W drodze na weekend, w dyskusji z moją córą pojawił się wątek wieku.
Nie pamiętam dokładnie kontekstu, ale powiedziałem wtedy mniej więcej takie zdanie:
– Kiedy miałem tyle lat co Ty (czyli 10 – przyp. autora), osoby w wieku moich rodziców wydawały mi się stare, bardzo stare… Podejrzewam, że ja Tobie też wydaję się stary…
Na co usłyszałem w odpowiedzi:
– Tata, ale Ty nie jesteś stary. Ty jesteś jak Sławek…
– Który Sławek?…
– No wiesz, chłopak Zosi (Zosia – ledwo pełnoletnia sąsiadka – przyp. autora).
– …?
– Ty nie jesteś jak inni rodzice.

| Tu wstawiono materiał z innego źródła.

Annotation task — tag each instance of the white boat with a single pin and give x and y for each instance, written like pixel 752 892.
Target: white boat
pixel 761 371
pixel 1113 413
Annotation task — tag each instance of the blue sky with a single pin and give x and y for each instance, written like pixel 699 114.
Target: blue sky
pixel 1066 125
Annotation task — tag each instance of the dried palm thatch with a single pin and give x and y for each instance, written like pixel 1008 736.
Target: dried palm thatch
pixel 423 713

Ubierasz się inaczej, jesteś szczupły i wysportowany, opowiadasz mi o wszystim, żartujesz, tańczysz, wygłupiasz się ze mną…
I po chwili zastanowienia:
– Ty jesteś wesoły… Jesteś młody!
Zatkało mnie.
Przez myśl przebiegł ostatni dwuwiersz refrenu jednej z moich ulubionych piosenek turystycznych – Bieszczadzkiego traktu:
Choć lata młode szybko płyną, wiemy że:
Nie starzejeeemy się!!!
To wspomnienie, niezmiennie i niezmiernie skutecznie ryje mi beret.
Oby jak najdłużej!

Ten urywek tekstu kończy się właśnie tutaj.